A function called ddm was created to execute the DDM logic based on the given formula above.

 

def ddm(dividend: float, r: float, g: float) -> float:
    return (dividend * (1 + g))/(r - g)

 

Finally, I implemented the main function which would dictate how the web application works. I used the text_input and number_input methods from the Streamlit library to receive ticker, expected growth rate, and discount rate values from the user.

 

ticker = st.text_input('Please input ticker of stock you wish to analyze')
g = st.number_input('Expected annual growth')
r = st.number_input('Discount rate')

 

I then created a button using the button method in the Streamlit library. 

 

calculate_button = st.button('Calculate DDM')

 

The value returned from this button will be false by default, but will become true once it is clicked. I could then have my program check if the button was clicked by checking the boolean value returned, and execute the DDM analysis if the value is true.

 

The execution of the analysis is as follows:

 

  1. Retrieve the Overview report of the company associated with the given ticker using the retrieve_data helper function.
  2. Extract the name and dividend per share within the Overview report using the extract_name and extract_dividend_per_share helper functions.
  3. Calculate the expected price based on the DDM model using the ddm function created earlier.

The entirety of the main.py script is as follows:

 

import streamlit as st
from constants.api_keys import API_KEYS
from helpers.market_data_helpers import retrieve_data, extract_dividend_per_share, extract_name


def main():
    st.title('Welcome to Fundamentals Analyzer')

    ticker = st.text_input('Please input ticker of stock you wish to analyze')
    g = st.number_input('Expected annual growth')
    r = st.number_input('Discount rate')

    calculate_button = st.button('Calculate DDM')

    if calculate_button:
        if ticker == '':
            st.error('Please provide a ticker.')
        else:
            overview = retrieve_data('OVERVIEW', ticker, API_KEYS['alpha_vantage'])

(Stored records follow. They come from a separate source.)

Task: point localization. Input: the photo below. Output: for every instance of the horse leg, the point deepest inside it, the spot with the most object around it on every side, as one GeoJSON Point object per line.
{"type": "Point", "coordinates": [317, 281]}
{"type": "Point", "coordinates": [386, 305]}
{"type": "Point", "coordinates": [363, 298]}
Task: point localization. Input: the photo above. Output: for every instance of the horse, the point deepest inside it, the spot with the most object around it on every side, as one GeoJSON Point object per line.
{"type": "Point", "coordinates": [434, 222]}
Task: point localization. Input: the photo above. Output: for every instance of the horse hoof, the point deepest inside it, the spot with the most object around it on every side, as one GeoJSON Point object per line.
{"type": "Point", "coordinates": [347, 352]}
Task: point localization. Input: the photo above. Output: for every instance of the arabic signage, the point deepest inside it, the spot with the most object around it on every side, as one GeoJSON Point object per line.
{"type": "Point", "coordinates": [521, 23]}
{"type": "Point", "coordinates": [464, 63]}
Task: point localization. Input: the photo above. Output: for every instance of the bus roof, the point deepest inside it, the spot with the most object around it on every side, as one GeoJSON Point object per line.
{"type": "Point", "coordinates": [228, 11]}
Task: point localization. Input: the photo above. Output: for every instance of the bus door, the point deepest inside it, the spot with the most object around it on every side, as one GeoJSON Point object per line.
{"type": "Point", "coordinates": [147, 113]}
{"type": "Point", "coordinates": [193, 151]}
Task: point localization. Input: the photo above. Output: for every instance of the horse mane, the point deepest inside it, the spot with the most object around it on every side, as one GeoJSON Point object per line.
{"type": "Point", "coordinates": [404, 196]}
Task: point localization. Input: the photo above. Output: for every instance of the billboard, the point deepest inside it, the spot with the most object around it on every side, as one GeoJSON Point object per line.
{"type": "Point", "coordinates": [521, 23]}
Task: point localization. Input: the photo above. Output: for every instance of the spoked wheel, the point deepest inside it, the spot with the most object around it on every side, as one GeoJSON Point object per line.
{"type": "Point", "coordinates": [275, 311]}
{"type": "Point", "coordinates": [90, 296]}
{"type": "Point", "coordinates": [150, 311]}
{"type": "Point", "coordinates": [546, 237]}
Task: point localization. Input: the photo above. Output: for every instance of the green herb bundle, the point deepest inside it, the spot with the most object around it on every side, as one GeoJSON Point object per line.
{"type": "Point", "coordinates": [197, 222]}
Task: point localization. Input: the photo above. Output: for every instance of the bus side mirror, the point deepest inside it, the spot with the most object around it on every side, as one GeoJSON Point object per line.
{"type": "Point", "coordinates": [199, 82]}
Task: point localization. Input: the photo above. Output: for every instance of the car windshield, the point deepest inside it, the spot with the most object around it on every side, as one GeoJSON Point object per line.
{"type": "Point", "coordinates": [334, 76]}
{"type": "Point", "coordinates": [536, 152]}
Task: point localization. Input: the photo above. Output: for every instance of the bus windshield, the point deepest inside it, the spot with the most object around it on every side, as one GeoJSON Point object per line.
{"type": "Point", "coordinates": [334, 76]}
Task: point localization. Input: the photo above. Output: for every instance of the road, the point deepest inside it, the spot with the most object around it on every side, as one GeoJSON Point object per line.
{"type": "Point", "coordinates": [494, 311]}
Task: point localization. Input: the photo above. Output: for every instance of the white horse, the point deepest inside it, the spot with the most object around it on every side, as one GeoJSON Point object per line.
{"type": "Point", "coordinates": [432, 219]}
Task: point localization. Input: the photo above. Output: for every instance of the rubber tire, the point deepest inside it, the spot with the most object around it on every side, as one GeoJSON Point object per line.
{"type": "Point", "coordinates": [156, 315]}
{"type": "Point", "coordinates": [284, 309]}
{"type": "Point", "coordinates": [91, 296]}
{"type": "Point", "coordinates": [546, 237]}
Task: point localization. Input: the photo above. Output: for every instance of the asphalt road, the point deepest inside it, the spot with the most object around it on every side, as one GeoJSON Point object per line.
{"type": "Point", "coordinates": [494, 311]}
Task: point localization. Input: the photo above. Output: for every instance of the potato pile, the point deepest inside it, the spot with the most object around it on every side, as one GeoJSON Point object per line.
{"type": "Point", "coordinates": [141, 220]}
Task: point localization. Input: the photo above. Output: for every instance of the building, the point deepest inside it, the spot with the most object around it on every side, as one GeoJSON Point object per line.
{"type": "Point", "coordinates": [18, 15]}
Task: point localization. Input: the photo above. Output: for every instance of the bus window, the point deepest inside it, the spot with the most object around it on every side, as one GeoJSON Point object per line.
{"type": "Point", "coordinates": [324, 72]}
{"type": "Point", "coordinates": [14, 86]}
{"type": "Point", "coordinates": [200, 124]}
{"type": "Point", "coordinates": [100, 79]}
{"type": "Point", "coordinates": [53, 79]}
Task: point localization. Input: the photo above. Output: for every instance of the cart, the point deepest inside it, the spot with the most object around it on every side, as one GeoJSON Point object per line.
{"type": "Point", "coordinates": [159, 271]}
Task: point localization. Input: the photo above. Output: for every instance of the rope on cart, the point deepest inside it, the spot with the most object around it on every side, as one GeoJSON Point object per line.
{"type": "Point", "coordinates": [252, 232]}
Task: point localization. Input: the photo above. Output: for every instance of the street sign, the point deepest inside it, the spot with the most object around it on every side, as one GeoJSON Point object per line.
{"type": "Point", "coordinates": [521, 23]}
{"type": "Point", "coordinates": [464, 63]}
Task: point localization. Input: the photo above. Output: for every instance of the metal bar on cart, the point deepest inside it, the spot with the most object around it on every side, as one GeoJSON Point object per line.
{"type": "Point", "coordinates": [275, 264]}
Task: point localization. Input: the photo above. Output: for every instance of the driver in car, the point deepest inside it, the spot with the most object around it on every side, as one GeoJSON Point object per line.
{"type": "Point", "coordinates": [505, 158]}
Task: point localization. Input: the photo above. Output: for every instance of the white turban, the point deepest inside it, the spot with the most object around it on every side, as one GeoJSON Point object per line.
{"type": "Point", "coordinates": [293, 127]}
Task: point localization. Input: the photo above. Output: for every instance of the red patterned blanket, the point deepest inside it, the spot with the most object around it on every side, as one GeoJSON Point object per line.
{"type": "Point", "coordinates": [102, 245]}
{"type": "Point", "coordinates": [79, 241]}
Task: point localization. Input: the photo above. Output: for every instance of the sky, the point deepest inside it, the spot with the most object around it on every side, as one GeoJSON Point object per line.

            name = extract_name(overview)
            dividend = extract_dividend_per_share(overview)

            st.header(f'Analysis for {name}')
            
            st.subheader('Expected Share Price (based on DDM)')
            st.write(str(round(ddm(dividend, r, g), 2)))


def ddm(dividend: float, r: float, g: float) -> float:
    return (dividend * (1 + g))/(r - g)


if __name__ == '__main__':
    main()

 

Deploying the application

Once the code is completed, the application can be deployed locally by navigating to the project folder in the command line and running it using Streamlit:

 

streamlit run main.py

 

The web application should then be launched on localhost and it can be viewed in a browser.

 

Web app

 

To deploy the application to a public domain, where other people would be able to utilize the application by simply navigating to the URL, consider deploying it to a hosting platform. My personal favorite is Heroku, which is free to use and allows for seamless deployment.